Thus, the term "prodrug" also refers to a precursor of a
biologically active compound that is pharmaceutically acceptable. A
prodrug may be inactive when administered to a subject, i.e. an
ester, but is converted in vivo to an active compound, for example,
by hydrolysis to the free carboxylic acid or free hydroxyl. The
prodrug compound often offers advantages of solubility, tissue
compatibility or delayed release in an organism. The term "prodrug"

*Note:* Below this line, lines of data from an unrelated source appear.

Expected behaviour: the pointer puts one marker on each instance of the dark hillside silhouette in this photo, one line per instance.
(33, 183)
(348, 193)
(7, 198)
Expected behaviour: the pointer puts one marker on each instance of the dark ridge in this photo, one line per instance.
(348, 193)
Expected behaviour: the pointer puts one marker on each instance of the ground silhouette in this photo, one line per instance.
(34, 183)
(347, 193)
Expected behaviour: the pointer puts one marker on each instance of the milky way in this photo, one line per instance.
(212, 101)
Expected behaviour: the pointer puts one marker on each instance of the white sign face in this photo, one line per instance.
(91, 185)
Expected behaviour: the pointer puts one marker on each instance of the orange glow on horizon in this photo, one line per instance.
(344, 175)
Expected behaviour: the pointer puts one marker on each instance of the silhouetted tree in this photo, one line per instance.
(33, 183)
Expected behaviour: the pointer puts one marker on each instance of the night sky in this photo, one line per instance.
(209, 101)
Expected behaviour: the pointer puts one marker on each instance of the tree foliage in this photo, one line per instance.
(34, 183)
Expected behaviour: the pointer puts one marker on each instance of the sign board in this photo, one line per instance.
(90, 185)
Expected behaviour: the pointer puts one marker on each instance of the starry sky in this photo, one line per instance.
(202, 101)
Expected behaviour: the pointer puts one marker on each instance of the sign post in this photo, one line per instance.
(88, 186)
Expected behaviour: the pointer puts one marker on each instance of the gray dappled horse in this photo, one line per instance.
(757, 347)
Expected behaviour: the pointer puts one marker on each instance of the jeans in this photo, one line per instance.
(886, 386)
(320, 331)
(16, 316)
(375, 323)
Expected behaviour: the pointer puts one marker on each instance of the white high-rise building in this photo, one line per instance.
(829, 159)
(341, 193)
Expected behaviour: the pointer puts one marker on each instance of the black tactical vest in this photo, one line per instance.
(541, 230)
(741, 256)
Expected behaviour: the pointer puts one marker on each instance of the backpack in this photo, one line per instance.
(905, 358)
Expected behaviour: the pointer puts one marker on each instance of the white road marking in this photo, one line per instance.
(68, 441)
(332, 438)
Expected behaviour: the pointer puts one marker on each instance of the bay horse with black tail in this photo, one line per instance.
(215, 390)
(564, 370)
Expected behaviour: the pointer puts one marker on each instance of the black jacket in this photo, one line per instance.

is also meant to include any covalently bonded carriers, which
release the active compound in vivo when such prodrug is
administered to a subject. Prodrugs of an active compound may be
prepared by modifying functional groups present in the active
compound in such a way that the modifications are cleaved, either
in routine manipulation or in vivo, to the parent active compound.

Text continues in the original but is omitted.